Living with Mistakes
And learning from them
Written by Jared Porter
There’s no mistake about it: My daughter is quite the artist. She lives for art.
During the early days of the pandemic, it became a wonderful outlet for her. Her style and technique flourished. She learned to make it her own.
Like her dad, she’s also a perfectionist. I saw it clear as day a couple of years back. She was working on a drawing and she made — that’s right — a Mistake. She was not happy about it. Not at all. It was ruined! She was ready to throw it out.
Like father, like daughter
I hate making mistakes, and like anyone, I’ve made plenty. Some still make me wince while others are not as painful to remember now. Time has a way of doing that.
I’ve learned to live with my mistakes, (for the most part) and even more importantly, I try to learn from them. The way I see it, you can take pain from mistakes or you can take lessons from them.
I will never be perfect, but I like to treat mistakes as opportunities. They’re a chance to do better, a way to measure who I am against who I was. I believe a mistake does not define me; rather, it’s a chance to do better the next time.
They can push us to be better.
I’m not saying mistakes don’t matter. They can have consequences — some bigger than others. They can be embarrassing or even painful, but that’s not the end of the story. It’s the first step toward something better. Whether your mistake was big or small, you can use this approach to move past it — even gain motivation from it. What matters most is what we choose to do about our mistakes.
Moving past shame
We may feel guilt after making a mistake if that mistake has harmed someone. Brené Brown, Licensed Clinical Social worker and world-renowned shame researcher says, “I believe that guilt is adaptive and helpful—it’s holding something we’ve done or failed to do up against our values and feeling psychological discomfort.” But what happens when guilt goes a step further and our mistake brings up shame?
“Shame is essentially the experience of unworthiness – believing we’re bad, less than, not enough,” says Carol Smith, Licensed Marriage & Family Therapist and Director of Training at Insight Counseling Centers.
“It can come up easily if we’ve learned that our value is earned through our perfection. In her research, Brené Brown has discovered ways of navigating the experience of shame without losing one’s sense of value or turning to shame another. She calls this process developing shame resiliency. The core of shame resiliency is the ability to move toward empathy in the face of a shaming experience. Empathy requires courage – courage to be honest with ourselves about our own imperfections, the places we believe ourselves to be less than, and it also requires the courage to offer ourselves understanding and compassion.”

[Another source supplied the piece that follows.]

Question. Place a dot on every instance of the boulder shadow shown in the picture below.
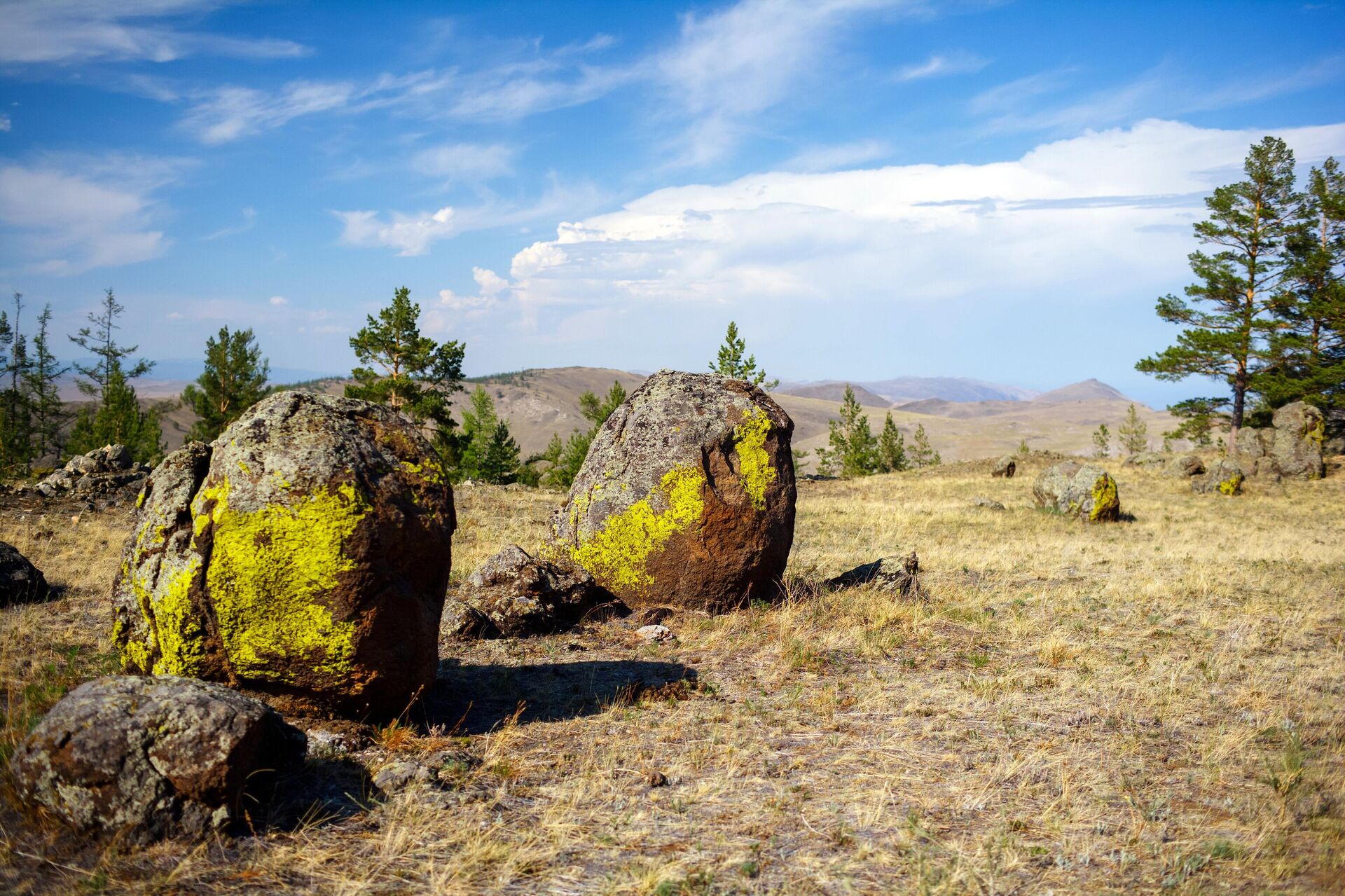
(474, 700)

Carol suggests some helpful questions for self-reflection when we’re faced with our mistakes and imperfections: “Does this experience represent a pattern in my life that I might want to change? Does this experience define me? What does the rest of my life experience tell me about me? We can also reach out and include safe people in our reflection. Who knows me well enough to confirm or challenge my own self reflections? Who gets me enough to understand how this is a struggle for me? Who can I trust to show me empathy?” Safe people may include family members, friends, or a therapist.
Putting it to the test
How do I know it works?
Because I’ve driven the wrong way and gotten lost. But the next time, I went the right way.
Because I spelled a word wrong and it cost me the school district spelling bee trophy — but I can spell it correctly now.
Because it took weeks to learn music in high school, and we all made plenty of mistakes. Making mistakes during rehearsal helped us get it right, and at the big concert, we were amazing.
Because the first time I cooked for my wife in college, I used a wrong ingredient and ruined the dish. Worst of all, it was a Valentine’s Day dinner. We went out instead. Today, she loves when I cook for her. (At least she says she does.)
Because. Because. Because.
I’ll make plenty more mistakes in my lifetime. I’ll make some mistakes over again. Still, I know the admiration I feel when someone makes a mistake and works to do better. There’s no shame in that. It’s impressive to me, pure and simple.
It’s reaching deep down inside, stepping up, and daring to be better. It’s praiseworthy. It’s the very meaning of growth and change. It shows who we are and what we’re made of. We’re more than the mistakes we make.
Life lessons from my daughter
A couple of years back, my daughter was ready to throw out that drawing she was working on. It would’ve been easy to throw it away, but I knew something beautiful could be the result. Even with the mistake that frustrated her. I encouraged her to see if she could make something amazing out of it.
She could’ve thrown it away. She could’ve thrown away Art as a hobby. She didn’t.
In fact, she’s still creating masterpieces today. Recently, I found a drawing of a cat she made two years ago and looked at it side by side with one from this year. I was amazed at how far she’s come. That doesn’t happen by accident. It happens by sticking with it, practicing, and doing better little by little.
I couldn’t be prouder of her.
Flawless wins are great and feel good. But which feels sweeter? The ones without mistakes or the ones with mistakes we overcame?
For me, it’s the second. No doubt about it.
Jared Porter is a proud parent whose daughter teaches him every day. He’s also a proud Board member of Insight Counseling Centers.